En réalité, la bataille de Guise Saint-Quentin (qui s’appellerait beaucoup plus exactement la bataille d’Oise-et-Somme) fut tout autre chose qu’un heureux incident tactique, un coup de boutoir habilement assené à l’ennemi et lui causant de lourdes pertes : ce fut le premier acte du grand drame stratégique que le général Joffre avait monté et dont il avait dicté le schéma dans l’Instruction générale du 25 août, 22 heures. L’opération, quoique particulière encore, est déjà de grande envergure ; elle inaugure la défense du territoire français, au lendemain des batailles de Belgique. Si, par suite de circonstances que nous allons exposer, elle ne parvint pas à protéger le massif de Coucy-Saint-Gobain, boulevard de Paris, elle contribua certainement à détourner l’ennemi de la capitale et, par conséquent, à sauver Paris lui-même.

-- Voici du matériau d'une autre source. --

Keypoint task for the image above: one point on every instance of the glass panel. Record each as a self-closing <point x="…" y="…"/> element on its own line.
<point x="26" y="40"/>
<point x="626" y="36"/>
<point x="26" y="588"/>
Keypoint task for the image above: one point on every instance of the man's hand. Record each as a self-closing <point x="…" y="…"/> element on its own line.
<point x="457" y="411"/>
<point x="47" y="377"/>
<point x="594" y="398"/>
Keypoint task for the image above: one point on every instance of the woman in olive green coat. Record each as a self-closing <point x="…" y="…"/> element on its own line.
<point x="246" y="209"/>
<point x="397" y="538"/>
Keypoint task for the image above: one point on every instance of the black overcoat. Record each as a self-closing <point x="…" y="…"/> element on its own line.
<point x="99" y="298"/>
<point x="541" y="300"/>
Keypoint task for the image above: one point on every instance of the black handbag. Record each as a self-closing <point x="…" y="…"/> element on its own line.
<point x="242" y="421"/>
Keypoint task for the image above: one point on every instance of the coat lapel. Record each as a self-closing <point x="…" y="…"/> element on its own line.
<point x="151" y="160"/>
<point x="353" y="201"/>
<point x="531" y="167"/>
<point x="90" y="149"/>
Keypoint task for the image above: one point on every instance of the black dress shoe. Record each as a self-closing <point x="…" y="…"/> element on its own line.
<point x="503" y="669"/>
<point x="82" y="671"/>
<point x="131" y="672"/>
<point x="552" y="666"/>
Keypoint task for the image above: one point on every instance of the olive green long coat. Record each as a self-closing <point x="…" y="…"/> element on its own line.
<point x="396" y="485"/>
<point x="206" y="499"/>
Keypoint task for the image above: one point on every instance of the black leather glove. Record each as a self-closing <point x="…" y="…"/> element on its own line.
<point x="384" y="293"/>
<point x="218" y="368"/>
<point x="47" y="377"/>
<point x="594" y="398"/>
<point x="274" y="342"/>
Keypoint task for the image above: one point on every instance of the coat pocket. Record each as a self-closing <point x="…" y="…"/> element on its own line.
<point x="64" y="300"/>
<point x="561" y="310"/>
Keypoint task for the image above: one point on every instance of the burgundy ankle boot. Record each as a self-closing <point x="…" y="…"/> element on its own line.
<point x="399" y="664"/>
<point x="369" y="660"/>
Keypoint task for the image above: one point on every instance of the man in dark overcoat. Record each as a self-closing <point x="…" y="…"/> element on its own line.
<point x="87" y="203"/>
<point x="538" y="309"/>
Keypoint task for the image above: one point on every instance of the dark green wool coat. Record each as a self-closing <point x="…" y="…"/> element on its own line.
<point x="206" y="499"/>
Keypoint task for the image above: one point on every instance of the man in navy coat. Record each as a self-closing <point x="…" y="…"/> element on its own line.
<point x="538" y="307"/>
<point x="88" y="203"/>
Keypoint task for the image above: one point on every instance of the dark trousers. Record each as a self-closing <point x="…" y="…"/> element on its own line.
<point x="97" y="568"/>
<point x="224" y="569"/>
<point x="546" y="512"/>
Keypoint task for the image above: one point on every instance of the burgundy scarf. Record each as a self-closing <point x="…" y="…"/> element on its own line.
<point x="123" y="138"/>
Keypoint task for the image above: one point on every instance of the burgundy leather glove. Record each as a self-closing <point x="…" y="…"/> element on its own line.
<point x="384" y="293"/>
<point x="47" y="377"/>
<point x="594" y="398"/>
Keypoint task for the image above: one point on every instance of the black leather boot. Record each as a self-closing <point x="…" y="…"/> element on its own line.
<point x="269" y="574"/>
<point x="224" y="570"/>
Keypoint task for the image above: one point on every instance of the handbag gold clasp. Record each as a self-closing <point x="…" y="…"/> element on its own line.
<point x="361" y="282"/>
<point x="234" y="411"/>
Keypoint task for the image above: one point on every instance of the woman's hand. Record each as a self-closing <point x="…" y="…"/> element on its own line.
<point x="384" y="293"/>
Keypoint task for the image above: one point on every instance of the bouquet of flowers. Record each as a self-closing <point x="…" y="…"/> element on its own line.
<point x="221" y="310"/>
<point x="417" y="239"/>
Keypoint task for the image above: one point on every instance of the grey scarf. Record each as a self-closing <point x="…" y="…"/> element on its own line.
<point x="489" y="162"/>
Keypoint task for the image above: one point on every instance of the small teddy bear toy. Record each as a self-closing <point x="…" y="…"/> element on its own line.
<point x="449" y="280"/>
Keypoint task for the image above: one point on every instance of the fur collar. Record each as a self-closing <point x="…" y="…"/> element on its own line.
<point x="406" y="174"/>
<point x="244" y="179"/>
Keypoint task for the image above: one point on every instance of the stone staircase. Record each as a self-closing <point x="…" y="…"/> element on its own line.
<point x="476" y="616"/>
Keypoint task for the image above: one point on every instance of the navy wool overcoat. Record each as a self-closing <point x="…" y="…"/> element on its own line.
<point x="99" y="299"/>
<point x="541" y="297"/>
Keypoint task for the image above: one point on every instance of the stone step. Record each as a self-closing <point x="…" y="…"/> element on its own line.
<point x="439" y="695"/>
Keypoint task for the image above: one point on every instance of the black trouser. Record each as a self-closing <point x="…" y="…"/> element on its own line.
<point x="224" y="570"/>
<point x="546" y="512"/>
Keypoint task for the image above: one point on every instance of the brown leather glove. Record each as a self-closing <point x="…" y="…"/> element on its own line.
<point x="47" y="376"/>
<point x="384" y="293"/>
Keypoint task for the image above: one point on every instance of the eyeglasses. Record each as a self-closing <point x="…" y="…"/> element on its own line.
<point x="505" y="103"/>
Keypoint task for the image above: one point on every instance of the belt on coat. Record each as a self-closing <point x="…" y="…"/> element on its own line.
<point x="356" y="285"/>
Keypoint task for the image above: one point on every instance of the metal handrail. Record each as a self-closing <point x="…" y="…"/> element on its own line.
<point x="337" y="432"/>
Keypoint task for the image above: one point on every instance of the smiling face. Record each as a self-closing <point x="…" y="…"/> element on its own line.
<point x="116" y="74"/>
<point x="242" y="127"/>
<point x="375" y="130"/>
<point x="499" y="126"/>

Notre grand Etat-major, ayant repris, rien que par le fait qu’il la livrait, la maîtrise des événements, n’eut plus qu’à attendre l’heure de la bataille de la Marne pour sauver la France.


Les trois termes étroitement liés de cette opération stratégique sont, comme d’ordinaire, le terrain, la manœuvre et l’événement.


I. — LE TERRAIN

Pour un ennemi venant d’Allemagne et occupant la Belgique, la frontière française se présente sous la forme d’une ligne à peu près droite, — sauf la saillie de Givet, — tirée franchement du Nord-Ouest au Sud-Est, depuis Dunkerque jusqu’au Donon.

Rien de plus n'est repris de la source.